Signal Mountain Town Manager Honna Rogers recently announced her resignation after five years in the position. The job, she said in a press release, is very demanding, and she wants to have more time to spend with her 13-month-old son.

"It was a very hard decision for me to leave; I truly enjoy my job," Rogers said. "In this season of my life I need to do more for [my son]."

Rogers was known as the youngest full-time town manager in Hamilton County when she was hired in 2008 and has one of the longest tenures as a town manager in the area.

She said she has committed to stay on until the completion of the 2013-2014 budget draft, which will most likely be in mid-April. In the meantime, she said she is exploring other job opportunities that are less demanding of her time.

"I enjoy working, so I don't want to stop working completely," said Rogers. "If I am offered another job, I may leave when that happens. If not, I might stay into May [when the 2013-2014 budget will be read]."

Town of Signal Mountain Mayor Bill Lusk said the hiring process for a new city manager may last until the end of May or early June.

"I'd rather take more time than less to make sure we have the right candidate," he said. "We don't want to settle for any lower quality than Honna. We hate to lose her."

The Town Council, which is responsible for hiring the new manager, will bring in the help of the Municipal Technical Advisory Service for the interview process, as well as previous interim Signal Mountain town manager and former Fayetteville town manager Lynn Wampler to consult during the process. After advertising to fill the position, they will narrow the applicants down to the top three, who will be personally interviewed by the Council for the position.

Lusk also said the Council won't exclude internal candidates for the open town manager position.

He added the Council will be looking at several qualifications, from experience with and knowledge of local government to education background that is specific to municipal government. Rogers said from her experience, the top qualifications a candidate would need to take over the job include good people skills and a willingness to learn.

"I think people skills is very important because you are the face of the town," Rogers said. "You need to be able to work with everyone from the business owner to the resident who is having trouble paying their water bill, and switch between roles."
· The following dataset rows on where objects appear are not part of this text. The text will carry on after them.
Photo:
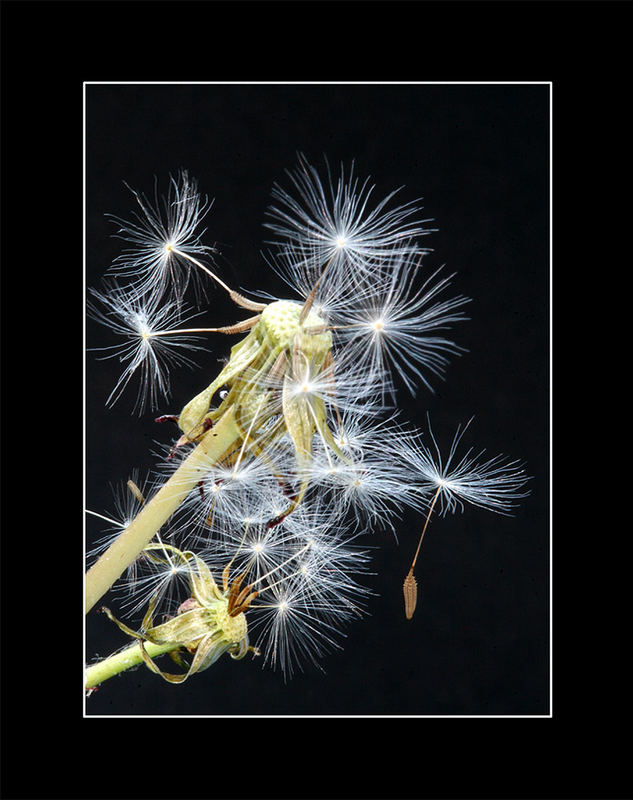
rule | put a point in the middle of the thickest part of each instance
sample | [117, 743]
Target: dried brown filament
[135, 491]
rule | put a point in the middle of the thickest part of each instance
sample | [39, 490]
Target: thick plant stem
[125, 659]
[124, 550]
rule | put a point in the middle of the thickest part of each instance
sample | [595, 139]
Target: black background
[479, 155]
[479, 641]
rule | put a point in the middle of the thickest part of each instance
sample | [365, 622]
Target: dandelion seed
[395, 325]
[152, 343]
[163, 234]
[339, 223]
[494, 483]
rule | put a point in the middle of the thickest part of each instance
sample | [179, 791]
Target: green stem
[139, 533]
[125, 659]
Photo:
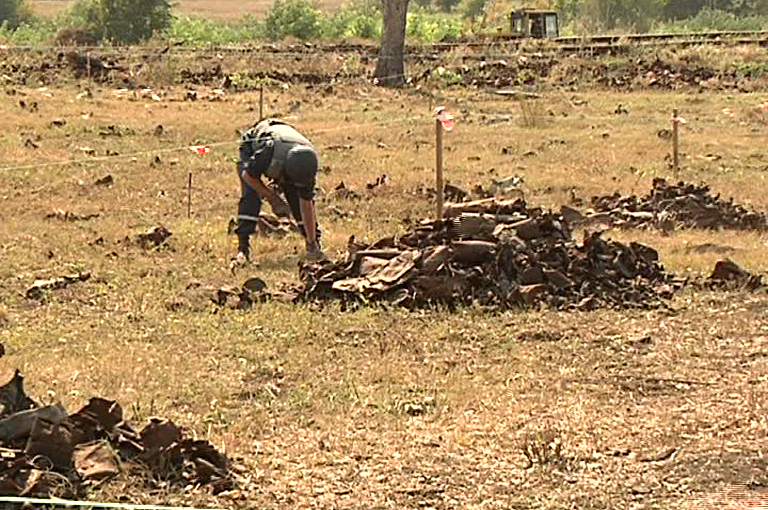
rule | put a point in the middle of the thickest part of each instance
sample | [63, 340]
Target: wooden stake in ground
[675, 143]
[439, 167]
[189, 196]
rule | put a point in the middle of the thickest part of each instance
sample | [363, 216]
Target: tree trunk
[390, 68]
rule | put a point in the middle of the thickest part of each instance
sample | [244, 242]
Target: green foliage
[121, 21]
[446, 5]
[713, 20]
[33, 33]
[14, 12]
[472, 9]
[203, 32]
[295, 18]
[426, 26]
[358, 18]
[611, 14]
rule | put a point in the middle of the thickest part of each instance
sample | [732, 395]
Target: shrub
[426, 26]
[472, 9]
[359, 18]
[205, 32]
[14, 12]
[121, 21]
[714, 20]
[296, 18]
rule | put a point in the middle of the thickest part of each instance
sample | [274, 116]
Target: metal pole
[675, 143]
[261, 101]
[439, 169]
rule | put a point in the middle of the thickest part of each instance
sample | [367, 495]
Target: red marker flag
[444, 117]
[200, 150]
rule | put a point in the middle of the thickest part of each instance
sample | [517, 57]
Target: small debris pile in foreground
[47, 452]
[498, 253]
[670, 206]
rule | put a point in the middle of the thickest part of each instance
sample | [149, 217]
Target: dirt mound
[683, 205]
[496, 253]
[47, 452]
[656, 73]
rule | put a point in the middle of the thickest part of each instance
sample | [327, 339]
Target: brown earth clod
[94, 445]
[673, 206]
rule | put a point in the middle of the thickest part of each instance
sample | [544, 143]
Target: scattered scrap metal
[154, 237]
[60, 214]
[498, 253]
[48, 452]
[670, 206]
[40, 288]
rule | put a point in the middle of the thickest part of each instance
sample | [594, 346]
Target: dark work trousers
[248, 210]
[294, 201]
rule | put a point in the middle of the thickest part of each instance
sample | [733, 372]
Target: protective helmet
[301, 166]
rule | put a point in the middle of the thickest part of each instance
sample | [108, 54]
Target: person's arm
[278, 204]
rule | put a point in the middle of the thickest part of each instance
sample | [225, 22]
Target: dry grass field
[651, 409]
[210, 9]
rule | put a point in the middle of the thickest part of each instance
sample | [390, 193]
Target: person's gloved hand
[314, 253]
[280, 207]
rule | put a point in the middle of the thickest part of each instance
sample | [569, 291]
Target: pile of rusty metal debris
[496, 253]
[671, 206]
[48, 452]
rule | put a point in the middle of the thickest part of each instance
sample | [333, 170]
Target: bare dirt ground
[384, 408]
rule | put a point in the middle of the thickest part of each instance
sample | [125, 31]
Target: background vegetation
[127, 21]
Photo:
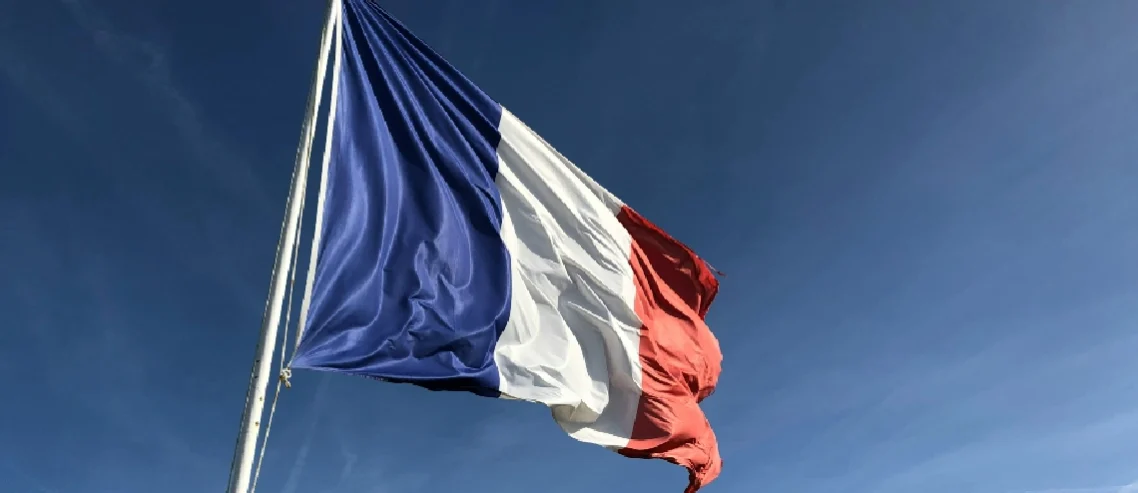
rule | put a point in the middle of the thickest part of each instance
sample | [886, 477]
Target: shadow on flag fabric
[460, 252]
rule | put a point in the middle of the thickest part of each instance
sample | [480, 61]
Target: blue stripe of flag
[413, 280]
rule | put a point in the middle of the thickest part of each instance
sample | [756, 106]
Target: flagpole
[241, 468]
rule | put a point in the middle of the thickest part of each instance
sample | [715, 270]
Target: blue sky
[925, 212]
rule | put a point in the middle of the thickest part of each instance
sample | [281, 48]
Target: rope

Both Lusk and Rogers said some ongoing business and challenges a new manager will have to face include the reduction of Hall income tax the town receives as well as the ongoing sewer moratorium. More immediately, said Rogers, the planned unit development proposed by Jack Kruesi of High Acres Inc. is a big topic for the town.

When it comes to her work as town manager for the past five years, Rogers said she is very proud of the vehicle replacement fund that will ensure the safety of employees as well as stop fluctuations within the budget.

"I am also proud of the relationships that I feel I formed with the employees; I always tried to listen to them," said Rogers.

She said she and her family will remain residents of the mountain and perhaps, in the future, she will become involved again in the town's government.

"Definitely going forward in the future I see myself getting involved in some way," she said. "But I feel it will be best for the new manager if I step back for a little while."